“Oh, indeed, yes! Oh, I am terrified!”

“Listen to me. But for my management at lunch to-day, Lady Lushington was so indignant that she would have blurted out the whole thing and asked you what you meant by running up such an outrageous bill. You would have given yourself away on the spot, for you have no presence of mind in an emergency. Now I am preparing you. Lady Lushington will speak to you to-morrow, and you are faithfully to describe the dresses that I have, told her you possess. Oh, I know you have not got them at all, but that does not matter; I will give you a list of them in the morning, and you are to hold to that list. But now, listen. This is the main point. At the same time you are to assure your aunt that Mrs Priestley has made a mistake and put down some one else’s dresses to you, for you are positive your bill is nearer forty pounds than seventy.”

“Then how in the world am I to pay the thirty pounds to Mrs Priestley?”

“I am coming to that.

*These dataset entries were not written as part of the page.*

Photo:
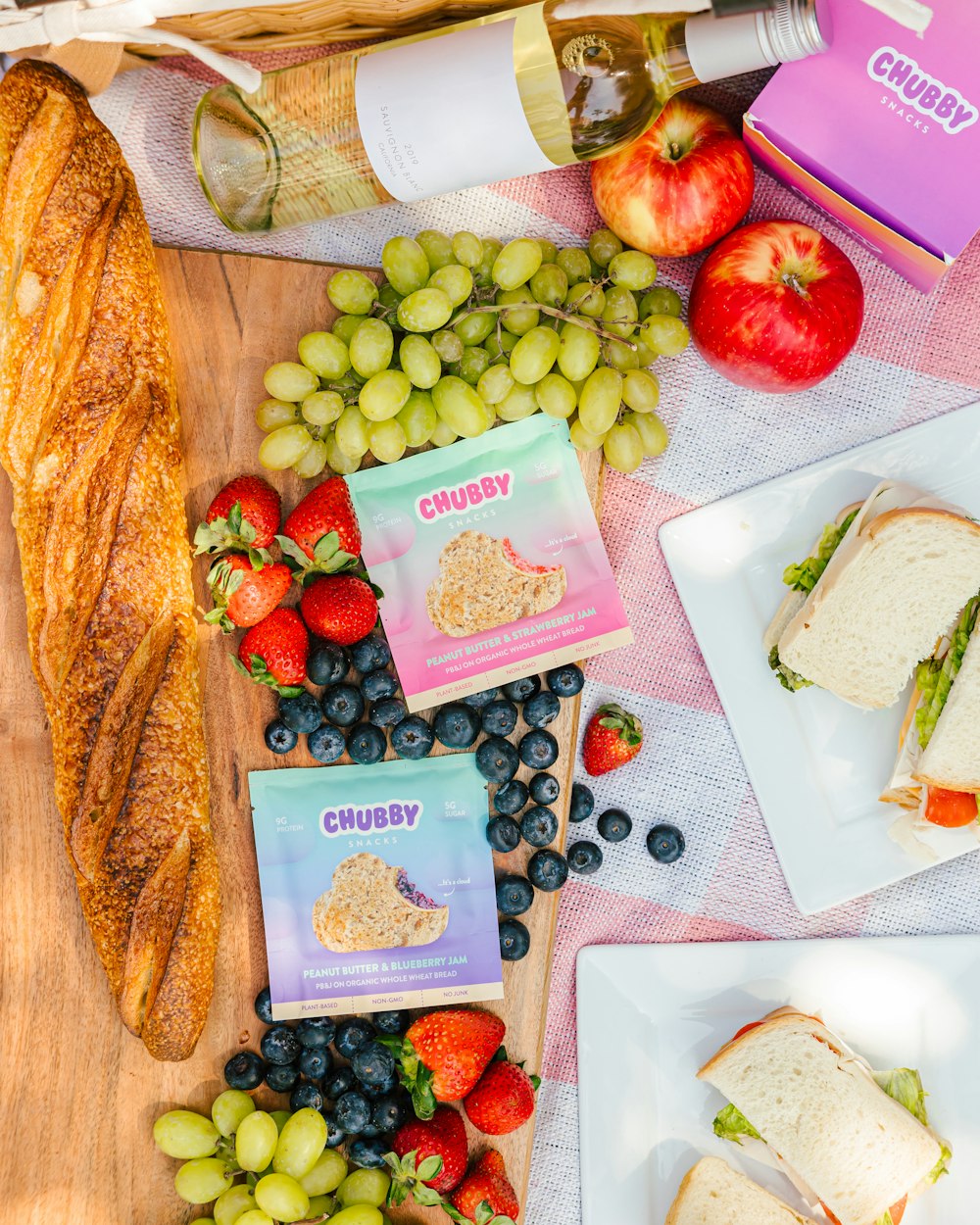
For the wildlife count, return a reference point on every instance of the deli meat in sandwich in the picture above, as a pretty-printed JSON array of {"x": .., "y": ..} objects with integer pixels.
[
  {"x": 881, "y": 584},
  {"x": 856, "y": 1143}
]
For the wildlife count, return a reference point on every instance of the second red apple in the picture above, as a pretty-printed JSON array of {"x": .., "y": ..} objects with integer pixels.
[{"x": 686, "y": 182}]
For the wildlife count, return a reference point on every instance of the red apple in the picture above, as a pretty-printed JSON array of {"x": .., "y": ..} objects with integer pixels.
[
  {"x": 775, "y": 307},
  {"x": 681, "y": 186}
]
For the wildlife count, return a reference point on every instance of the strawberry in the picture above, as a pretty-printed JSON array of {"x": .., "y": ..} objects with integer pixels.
[
  {"x": 485, "y": 1196},
  {"x": 321, "y": 535},
  {"x": 612, "y": 738},
  {"x": 244, "y": 514},
  {"x": 503, "y": 1099},
  {"x": 341, "y": 608},
  {"x": 444, "y": 1137},
  {"x": 274, "y": 652},
  {"x": 445, "y": 1054},
  {"x": 244, "y": 593}
]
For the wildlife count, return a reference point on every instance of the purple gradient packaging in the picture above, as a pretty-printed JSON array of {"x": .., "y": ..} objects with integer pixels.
[
  {"x": 881, "y": 132},
  {"x": 377, "y": 886}
]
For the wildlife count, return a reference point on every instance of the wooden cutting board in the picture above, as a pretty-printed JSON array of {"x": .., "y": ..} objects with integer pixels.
[{"x": 79, "y": 1091}]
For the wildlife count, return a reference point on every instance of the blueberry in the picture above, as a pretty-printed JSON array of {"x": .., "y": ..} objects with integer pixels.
[
  {"x": 514, "y": 940},
  {"x": 665, "y": 843},
  {"x": 544, "y": 789},
  {"x": 542, "y": 710},
  {"x": 326, "y": 744},
  {"x": 499, "y": 718},
  {"x": 282, "y": 1077},
  {"x": 539, "y": 826},
  {"x": 343, "y": 705},
  {"x": 538, "y": 749},
  {"x": 279, "y": 1045},
  {"x": 367, "y": 744},
  {"x": 582, "y": 803},
  {"x": 388, "y": 1113},
  {"x": 328, "y": 664},
  {"x": 244, "y": 1071},
  {"x": 334, "y": 1132},
  {"x": 613, "y": 824},
  {"x": 392, "y": 1022},
  {"x": 548, "y": 870},
  {"x": 279, "y": 738},
  {"x": 315, "y": 1062},
  {"x": 412, "y": 738},
  {"x": 315, "y": 1032},
  {"x": 300, "y": 713},
  {"x": 566, "y": 681},
  {"x": 378, "y": 684},
  {"x": 478, "y": 701},
  {"x": 584, "y": 858},
  {"x": 368, "y": 653},
  {"x": 353, "y": 1112},
  {"x": 338, "y": 1083},
  {"x": 387, "y": 713},
  {"x": 372, "y": 1063},
  {"x": 305, "y": 1094},
  {"x": 382, "y": 1089},
  {"x": 514, "y": 895},
  {"x": 264, "y": 1005},
  {"x": 504, "y": 833},
  {"x": 353, "y": 1034},
  {"x": 511, "y": 798},
  {"x": 496, "y": 760},
  {"x": 368, "y": 1154},
  {"x": 519, "y": 691},
  {"x": 456, "y": 725}
]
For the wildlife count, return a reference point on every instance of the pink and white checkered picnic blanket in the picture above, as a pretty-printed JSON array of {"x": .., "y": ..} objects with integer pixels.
[{"x": 917, "y": 357}]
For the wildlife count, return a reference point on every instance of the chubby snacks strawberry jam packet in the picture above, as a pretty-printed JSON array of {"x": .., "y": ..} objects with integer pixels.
[
  {"x": 490, "y": 560},
  {"x": 377, "y": 886}
]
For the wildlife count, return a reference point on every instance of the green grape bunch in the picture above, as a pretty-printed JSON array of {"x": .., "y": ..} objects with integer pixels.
[{"x": 468, "y": 331}]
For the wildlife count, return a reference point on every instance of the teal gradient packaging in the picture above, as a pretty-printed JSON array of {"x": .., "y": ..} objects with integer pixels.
[{"x": 377, "y": 886}]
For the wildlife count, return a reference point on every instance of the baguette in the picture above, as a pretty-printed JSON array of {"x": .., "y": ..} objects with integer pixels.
[{"x": 89, "y": 436}]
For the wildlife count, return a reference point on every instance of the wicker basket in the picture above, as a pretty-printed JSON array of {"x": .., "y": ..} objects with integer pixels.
[{"x": 317, "y": 23}]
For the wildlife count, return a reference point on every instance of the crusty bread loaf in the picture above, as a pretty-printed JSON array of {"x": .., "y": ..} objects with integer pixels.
[
  {"x": 882, "y": 604},
  {"x": 89, "y": 436},
  {"x": 818, "y": 1107},
  {"x": 713, "y": 1194},
  {"x": 364, "y": 909},
  {"x": 479, "y": 588},
  {"x": 952, "y": 756}
]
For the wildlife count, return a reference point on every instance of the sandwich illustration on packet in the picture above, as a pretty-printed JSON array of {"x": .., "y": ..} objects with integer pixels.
[
  {"x": 377, "y": 886},
  {"x": 490, "y": 560}
]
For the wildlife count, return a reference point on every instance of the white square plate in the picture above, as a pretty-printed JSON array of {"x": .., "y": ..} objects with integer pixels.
[
  {"x": 816, "y": 764},
  {"x": 650, "y": 1015}
]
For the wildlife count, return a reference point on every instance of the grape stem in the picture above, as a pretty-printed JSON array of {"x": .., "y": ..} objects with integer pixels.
[{"x": 581, "y": 321}]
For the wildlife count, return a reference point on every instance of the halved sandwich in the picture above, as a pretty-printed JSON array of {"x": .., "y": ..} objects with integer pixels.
[
  {"x": 856, "y": 1143},
  {"x": 881, "y": 584},
  {"x": 713, "y": 1194},
  {"x": 937, "y": 772}
]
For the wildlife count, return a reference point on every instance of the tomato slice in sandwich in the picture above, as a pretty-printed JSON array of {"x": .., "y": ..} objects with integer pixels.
[{"x": 951, "y": 808}]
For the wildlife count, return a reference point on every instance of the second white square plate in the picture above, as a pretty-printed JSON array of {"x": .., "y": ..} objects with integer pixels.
[{"x": 816, "y": 764}]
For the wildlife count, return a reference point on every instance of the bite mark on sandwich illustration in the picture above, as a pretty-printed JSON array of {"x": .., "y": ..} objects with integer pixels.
[
  {"x": 372, "y": 905},
  {"x": 483, "y": 582}
]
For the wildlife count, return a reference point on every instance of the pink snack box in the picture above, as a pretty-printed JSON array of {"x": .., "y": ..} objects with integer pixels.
[{"x": 881, "y": 132}]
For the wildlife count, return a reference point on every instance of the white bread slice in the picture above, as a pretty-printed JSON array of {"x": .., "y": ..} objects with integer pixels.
[
  {"x": 713, "y": 1194},
  {"x": 817, "y": 1106},
  {"x": 952, "y": 756},
  {"x": 888, "y": 592}
]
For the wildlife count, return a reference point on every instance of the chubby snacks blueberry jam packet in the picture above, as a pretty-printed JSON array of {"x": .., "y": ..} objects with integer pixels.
[
  {"x": 490, "y": 560},
  {"x": 377, "y": 886}
]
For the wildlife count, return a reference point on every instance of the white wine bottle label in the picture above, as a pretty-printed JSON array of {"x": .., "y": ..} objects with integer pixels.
[{"x": 441, "y": 114}]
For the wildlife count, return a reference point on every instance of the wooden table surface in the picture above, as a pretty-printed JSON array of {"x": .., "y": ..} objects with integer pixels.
[{"x": 77, "y": 1093}]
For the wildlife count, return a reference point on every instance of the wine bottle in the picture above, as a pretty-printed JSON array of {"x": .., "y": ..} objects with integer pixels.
[{"x": 506, "y": 94}]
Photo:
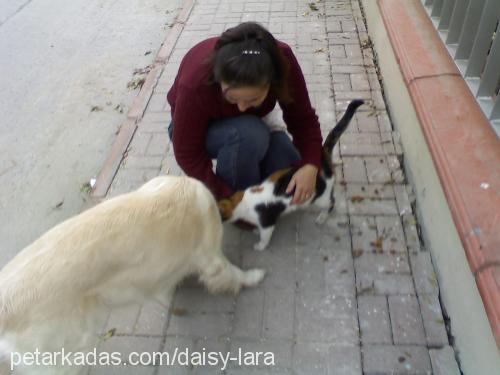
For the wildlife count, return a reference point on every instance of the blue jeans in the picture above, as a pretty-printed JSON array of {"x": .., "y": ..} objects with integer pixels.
[{"x": 246, "y": 150}]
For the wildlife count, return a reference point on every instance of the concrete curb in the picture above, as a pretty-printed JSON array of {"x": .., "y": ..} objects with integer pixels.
[
  {"x": 134, "y": 115},
  {"x": 465, "y": 156}
]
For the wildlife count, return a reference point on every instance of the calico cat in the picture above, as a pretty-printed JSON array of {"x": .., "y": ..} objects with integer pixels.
[{"x": 263, "y": 204}]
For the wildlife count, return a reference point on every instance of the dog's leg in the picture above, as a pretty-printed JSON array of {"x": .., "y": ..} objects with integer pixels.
[
  {"x": 321, "y": 219},
  {"x": 223, "y": 276},
  {"x": 265, "y": 237}
]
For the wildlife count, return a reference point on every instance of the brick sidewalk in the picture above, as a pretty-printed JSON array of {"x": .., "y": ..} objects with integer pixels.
[{"x": 355, "y": 296}]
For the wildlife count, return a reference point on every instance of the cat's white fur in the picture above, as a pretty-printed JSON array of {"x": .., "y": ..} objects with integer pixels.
[{"x": 263, "y": 194}]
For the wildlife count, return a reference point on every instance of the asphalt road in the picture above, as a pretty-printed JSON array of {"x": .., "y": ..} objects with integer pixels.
[{"x": 64, "y": 70}]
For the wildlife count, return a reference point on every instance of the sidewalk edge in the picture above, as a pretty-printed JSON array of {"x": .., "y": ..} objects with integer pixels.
[{"x": 129, "y": 126}]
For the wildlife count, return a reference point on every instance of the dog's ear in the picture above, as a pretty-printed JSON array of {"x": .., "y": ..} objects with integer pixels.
[{"x": 226, "y": 208}]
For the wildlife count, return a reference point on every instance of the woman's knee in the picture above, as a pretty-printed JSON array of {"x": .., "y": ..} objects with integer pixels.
[{"x": 253, "y": 136}]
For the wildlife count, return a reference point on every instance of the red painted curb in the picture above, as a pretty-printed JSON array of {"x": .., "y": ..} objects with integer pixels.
[
  {"x": 136, "y": 111},
  {"x": 464, "y": 148}
]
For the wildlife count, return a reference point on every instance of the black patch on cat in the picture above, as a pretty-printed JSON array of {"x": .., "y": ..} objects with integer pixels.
[
  {"x": 320, "y": 187},
  {"x": 269, "y": 213},
  {"x": 282, "y": 183}
]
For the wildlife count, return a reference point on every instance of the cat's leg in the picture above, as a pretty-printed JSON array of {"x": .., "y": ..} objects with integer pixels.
[{"x": 265, "y": 237}]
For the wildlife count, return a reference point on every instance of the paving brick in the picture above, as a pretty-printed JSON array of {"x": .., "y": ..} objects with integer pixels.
[
  {"x": 142, "y": 162},
  {"x": 173, "y": 344},
  {"x": 403, "y": 200},
  {"x": 411, "y": 233},
  {"x": 372, "y": 207},
  {"x": 152, "y": 319},
  {"x": 159, "y": 145},
  {"x": 339, "y": 274},
  {"x": 125, "y": 346},
  {"x": 423, "y": 272},
  {"x": 443, "y": 361},
  {"x": 374, "y": 320},
  {"x": 325, "y": 318},
  {"x": 391, "y": 234},
  {"x": 317, "y": 358},
  {"x": 383, "y": 264},
  {"x": 385, "y": 359},
  {"x": 377, "y": 169},
  {"x": 279, "y": 264},
  {"x": 278, "y": 314},
  {"x": 391, "y": 284},
  {"x": 200, "y": 301},
  {"x": 249, "y": 314},
  {"x": 123, "y": 320},
  {"x": 139, "y": 144},
  {"x": 407, "y": 326},
  {"x": 200, "y": 325},
  {"x": 366, "y": 122},
  {"x": 354, "y": 169},
  {"x": 377, "y": 191},
  {"x": 281, "y": 351},
  {"x": 363, "y": 232},
  {"x": 432, "y": 316}
]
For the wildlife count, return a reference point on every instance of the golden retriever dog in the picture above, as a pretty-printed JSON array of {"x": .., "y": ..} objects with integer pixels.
[{"x": 57, "y": 291}]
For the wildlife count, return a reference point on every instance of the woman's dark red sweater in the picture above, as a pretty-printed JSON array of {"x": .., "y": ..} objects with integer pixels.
[{"x": 194, "y": 103}]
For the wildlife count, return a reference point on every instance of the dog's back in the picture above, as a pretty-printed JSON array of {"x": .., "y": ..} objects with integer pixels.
[{"x": 120, "y": 251}]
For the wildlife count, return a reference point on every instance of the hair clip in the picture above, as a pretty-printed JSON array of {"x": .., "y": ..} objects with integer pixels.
[{"x": 250, "y": 52}]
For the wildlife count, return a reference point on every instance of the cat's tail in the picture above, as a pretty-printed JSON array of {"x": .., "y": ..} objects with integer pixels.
[{"x": 341, "y": 126}]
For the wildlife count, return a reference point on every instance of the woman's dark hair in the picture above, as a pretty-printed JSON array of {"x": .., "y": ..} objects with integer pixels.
[{"x": 248, "y": 55}]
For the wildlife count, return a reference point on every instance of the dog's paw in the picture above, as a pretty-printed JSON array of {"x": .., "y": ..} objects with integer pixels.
[
  {"x": 321, "y": 219},
  {"x": 254, "y": 276},
  {"x": 260, "y": 246}
]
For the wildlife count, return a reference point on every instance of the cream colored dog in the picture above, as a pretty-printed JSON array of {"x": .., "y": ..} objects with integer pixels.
[{"x": 57, "y": 291}]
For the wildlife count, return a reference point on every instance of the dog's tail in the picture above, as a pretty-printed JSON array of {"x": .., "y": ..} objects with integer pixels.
[{"x": 341, "y": 126}]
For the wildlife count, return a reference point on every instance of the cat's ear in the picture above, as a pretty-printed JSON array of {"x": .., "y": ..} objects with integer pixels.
[{"x": 226, "y": 208}]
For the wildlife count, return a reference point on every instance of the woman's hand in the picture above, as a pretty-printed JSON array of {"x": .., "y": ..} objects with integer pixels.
[{"x": 304, "y": 183}]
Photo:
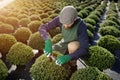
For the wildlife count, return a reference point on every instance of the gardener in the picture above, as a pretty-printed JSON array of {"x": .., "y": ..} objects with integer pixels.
[{"x": 74, "y": 32}]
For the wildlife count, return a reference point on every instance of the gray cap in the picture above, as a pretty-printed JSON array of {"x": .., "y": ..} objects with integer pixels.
[{"x": 68, "y": 15}]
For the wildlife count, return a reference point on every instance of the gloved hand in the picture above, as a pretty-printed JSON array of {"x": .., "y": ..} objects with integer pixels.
[
  {"x": 48, "y": 47},
  {"x": 63, "y": 59}
]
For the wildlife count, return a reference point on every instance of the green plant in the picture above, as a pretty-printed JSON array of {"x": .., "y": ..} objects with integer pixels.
[
  {"x": 24, "y": 22},
  {"x": 90, "y": 21},
  {"x": 90, "y": 27},
  {"x": 22, "y": 34},
  {"x": 109, "y": 30},
  {"x": 113, "y": 19},
  {"x": 13, "y": 21},
  {"x": 46, "y": 20},
  {"x": 3, "y": 71},
  {"x": 6, "y": 28},
  {"x": 20, "y": 16},
  {"x": 100, "y": 57},
  {"x": 34, "y": 25},
  {"x": 36, "y": 42},
  {"x": 90, "y": 35},
  {"x": 53, "y": 15},
  {"x": 34, "y": 17},
  {"x": 46, "y": 69},
  {"x": 6, "y": 41},
  {"x": 89, "y": 73},
  {"x": 109, "y": 23},
  {"x": 43, "y": 15},
  {"x": 56, "y": 38},
  {"x": 19, "y": 54},
  {"x": 110, "y": 43}
]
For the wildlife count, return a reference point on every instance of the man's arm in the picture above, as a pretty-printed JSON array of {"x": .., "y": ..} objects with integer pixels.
[
  {"x": 84, "y": 42},
  {"x": 43, "y": 30}
]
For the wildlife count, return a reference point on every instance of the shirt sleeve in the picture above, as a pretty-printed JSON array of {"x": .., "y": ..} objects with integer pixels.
[
  {"x": 84, "y": 42},
  {"x": 43, "y": 30}
]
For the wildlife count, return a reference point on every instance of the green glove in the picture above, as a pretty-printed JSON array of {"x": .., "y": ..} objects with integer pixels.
[
  {"x": 48, "y": 47},
  {"x": 63, "y": 59}
]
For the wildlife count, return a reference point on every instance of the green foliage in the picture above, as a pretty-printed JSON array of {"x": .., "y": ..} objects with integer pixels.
[
  {"x": 2, "y": 18},
  {"x": 56, "y": 38},
  {"x": 108, "y": 23},
  {"x": 90, "y": 27},
  {"x": 19, "y": 54},
  {"x": 3, "y": 71},
  {"x": 6, "y": 41},
  {"x": 109, "y": 30},
  {"x": 46, "y": 20},
  {"x": 54, "y": 32},
  {"x": 90, "y": 21},
  {"x": 36, "y": 42},
  {"x": 43, "y": 15},
  {"x": 6, "y": 28},
  {"x": 110, "y": 43},
  {"x": 46, "y": 69},
  {"x": 34, "y": 25},
  {"x": 53, "y": 15},
  {"x": 100, "y": 57},
  {"x": 20, "y": 16},
  {"x": 113, "y": 19},
  {"x": 13, "y": 21},
  {"x": 24, "y": 22},
  {"x": 85, "y": 13},
  {"x": 34, "y": 17},
  {"x": 22, "y": 34},
  {"x": 89, "y": 73}
]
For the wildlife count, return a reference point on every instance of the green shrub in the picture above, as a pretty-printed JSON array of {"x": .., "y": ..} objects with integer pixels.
[
  {"x": 100, "y": 57},
  {"x": 89, "y": 73},
  {"x": 113, "y": 19},
  {"x": 46, "y": 20},
  {"x": 6, "y": 28},
  {"x": 108, "y": 23},
  {"x": 24, "y": 22},
  {"x": 43, "y": 15},
  {"x": 34, "y": 17},
  {"x": 6, "y": 41},
  {"x": 20, "y": 16},
  {"x": 34, "y": 25},
  {"x": 13, "y": 21},
  {"x": 90, "y": 21},
  {"x": 109, "y": 42},
  {"x": 19, "y": 54},
  {"x": 90, "y": 9},
  {"x": 96, "y": 13},
  {"x": 3, "y": 71},
  {"x": 90, "y": 27},
  {"x": 56, "y": 38},
  {"x": 109, "y": 30},
  {"x": 22, "y": 34},
  {"x": 85, "y": 13},
  {"x": 36, "y": 42},
  {"x": 46, "y": 69}
]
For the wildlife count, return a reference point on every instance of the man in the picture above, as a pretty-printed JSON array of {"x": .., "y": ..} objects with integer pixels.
[{"x": 74, "y": 31}]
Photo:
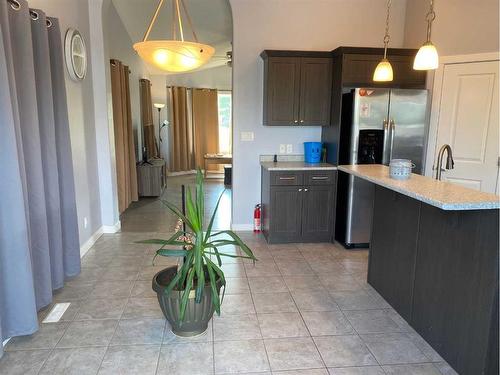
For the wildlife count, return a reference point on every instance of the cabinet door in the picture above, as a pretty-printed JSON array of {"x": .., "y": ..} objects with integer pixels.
[
  {"x": 393, "y": 248},
  {"x": 281, "y": 90},
  {"x": 315, "y": 91},
  {"x": 318, "y": 212},
  {"x": 286, "y": 212}
]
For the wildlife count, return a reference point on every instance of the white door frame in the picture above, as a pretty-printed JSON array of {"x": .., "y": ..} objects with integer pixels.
[{"x": 436, "y": 98}]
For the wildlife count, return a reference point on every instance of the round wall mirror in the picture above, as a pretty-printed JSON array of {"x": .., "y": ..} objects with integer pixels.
[{"x": 76, "y": 55}]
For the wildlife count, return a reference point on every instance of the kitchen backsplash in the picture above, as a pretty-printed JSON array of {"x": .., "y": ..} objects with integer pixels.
[{"x": 282, "y": 157}]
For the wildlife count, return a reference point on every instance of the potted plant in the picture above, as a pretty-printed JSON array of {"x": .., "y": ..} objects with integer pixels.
[{"x": 190, "y": 293}]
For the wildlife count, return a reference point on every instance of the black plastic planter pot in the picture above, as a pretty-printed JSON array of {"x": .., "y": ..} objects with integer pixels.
[{"x": 197, "y": 315}]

There is a lovely, lovely necklace in one of those shops full of articles of vertu in the town. It is worth, I know for a fact from fifty to sixty pounds; but I think your aunt could get it for forty. Now I want you to coax her to give it to you.”

“Oh Annie, what is the use? Is it likely that Aunt Henrietta, when she is so furious with me about a bill at my dressmaker’s, would spend forty pounds on one necklace just for me?”

“She is absolutely certain to do it if you manage her rightly; and I will help you. The necklace is a great bargain even at forty pounds. It is of real old pearls in a wonderful silver setting. Now a beautiful old necklace, once the property of a French marquise, which can be bought for forty pounds is a bargain. Lady Lushington loves making bargains. You must secure it.”

“Well, Annie, even if I do get it—and I am sure I do not care a bit for the old thing at the present moment—what am I to do with it?”

“You are a stupid, May; you really are. Your aunt, Lady Lushington, will go with you, and probably with me, to the shop. We must take her there early for fear that some one else snaps up the bargain. She will buy the necklace and give it to you. She will tell you to be careful of it, and then, according to her way, she will forget all about it.”

“Yes, perhaps so; but still, I do not see daylight.”

“Well, I do,” said Annie. “We will sell the necklace at another shop for thirty pounds, and send the money immediately to Mrs Priestley. At the same time I will write her a long letter and tell her that she must take thirty pounds off her bill, and apologise for having, owing to a press of customers, put some one else’s account to yours. Thus all will be right. Your aunt Hennie will not object to paying forty pounds for your school dresses, so that will be settled; and we may be able to get a little more than thirty pounds for the pearl necklace, and thus have some funds in hand towards Mrs Lyttelton’s Christmas school bill.”